While this attempt at bringing together the openly racist and anti-Semitic BPP with Muslim anti-Zionists is certainly a highly unusual proposal for a British far-right group, it is not with precedent, as I have noted elsewhere:
Just as Himmler admired and befriended Al-Husseini, and just as von Leers enthusiastically promoted a perverse union of radical Islam and Nazism, so today we find neo-Nazis applauding Jihadism and seeking to offer it their support. The 9/11 attacks are a case in point. In the aftermath of the atrocities of that day, neo-Nazis paid tribute to their Jihadist ideological brothers, thanking them for ‘knocking out’ the ‘common enemy’. The German former Red Army Faction terrorist turned neo-Nazi, Horst Mahler, called the Jihadist assault on civilian America ‘military attacks on the symbols of mammonistic world power’ that were ‘justified warfare by opponents of the global structures in the United States’, stating that ‘they have my full sympathy’. Another German far-Right group, National Resistance, said that September 11th was ‘a day for celebration’. Neo-Nazis in the North-Eastern town of Stralsund publicly celebrated and burnt the American flag, while a neo-Nazi in Eisenach was arrested after praising the attacks in a television interview. On the evening of 9/11, French neo-Fascist youth celebrated with champagne. Jan Kopal, head of the Czech National Social Bloc, declared at a rally in Prague that bin Laden is ‘an example for our children’. Dr William Pierce, head of the American neo-Nazi organisation the National Alliance, stated that he wished neo-Nazis had ‘half as much testicular fortitude’ as the 9/11 attackers.

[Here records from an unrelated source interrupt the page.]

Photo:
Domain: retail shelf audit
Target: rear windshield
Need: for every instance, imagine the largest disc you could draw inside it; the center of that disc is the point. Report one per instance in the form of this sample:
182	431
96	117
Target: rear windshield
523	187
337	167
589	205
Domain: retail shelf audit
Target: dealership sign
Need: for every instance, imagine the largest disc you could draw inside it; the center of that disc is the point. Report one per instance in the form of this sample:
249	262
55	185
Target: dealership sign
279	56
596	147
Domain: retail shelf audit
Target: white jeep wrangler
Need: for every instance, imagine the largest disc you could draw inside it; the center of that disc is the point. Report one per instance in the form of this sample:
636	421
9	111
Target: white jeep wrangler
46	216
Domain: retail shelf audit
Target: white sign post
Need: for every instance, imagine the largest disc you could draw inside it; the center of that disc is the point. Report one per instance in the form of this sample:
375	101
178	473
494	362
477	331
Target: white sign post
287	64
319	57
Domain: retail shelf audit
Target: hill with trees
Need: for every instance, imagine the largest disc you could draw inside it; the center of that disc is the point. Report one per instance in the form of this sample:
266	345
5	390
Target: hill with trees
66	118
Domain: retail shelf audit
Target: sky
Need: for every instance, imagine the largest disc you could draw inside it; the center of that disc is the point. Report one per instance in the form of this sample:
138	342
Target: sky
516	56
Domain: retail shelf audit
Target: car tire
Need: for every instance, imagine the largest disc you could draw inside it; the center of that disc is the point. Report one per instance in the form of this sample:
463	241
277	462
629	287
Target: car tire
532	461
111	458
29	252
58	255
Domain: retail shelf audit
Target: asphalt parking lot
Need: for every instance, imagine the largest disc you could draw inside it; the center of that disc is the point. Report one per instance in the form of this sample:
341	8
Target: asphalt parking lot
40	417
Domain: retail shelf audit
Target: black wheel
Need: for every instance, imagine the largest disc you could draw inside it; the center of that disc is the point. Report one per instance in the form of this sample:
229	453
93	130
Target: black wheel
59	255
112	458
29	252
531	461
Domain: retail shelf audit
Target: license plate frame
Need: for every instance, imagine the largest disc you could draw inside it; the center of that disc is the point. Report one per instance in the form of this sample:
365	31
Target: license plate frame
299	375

Despite all this, in reality the chances of any Muslim group being willing to team up with a bunch of racist boneheads is almost non-existent and probably the only ‘Muslim’ in Britain who would consider it would be the aforementioned David Myatt. Almost certainly nothing will come of this proposed demonstration (other than a handful of BPP goons standing around looking gormless), but it is worth noting that an openly neo-Nazi British organisation is now starting to believe that it has found temporary non-Nazi comrades in its campaign of hatred against the Jewish people. There are those, as we know, who like to argue that ‘criticism of Israel cannot be construed as anti-semitic’. When neo-Nazis want to hook up with anti-Zionists, as they apparently now do, this certainly offers something of a challenge to such assertions.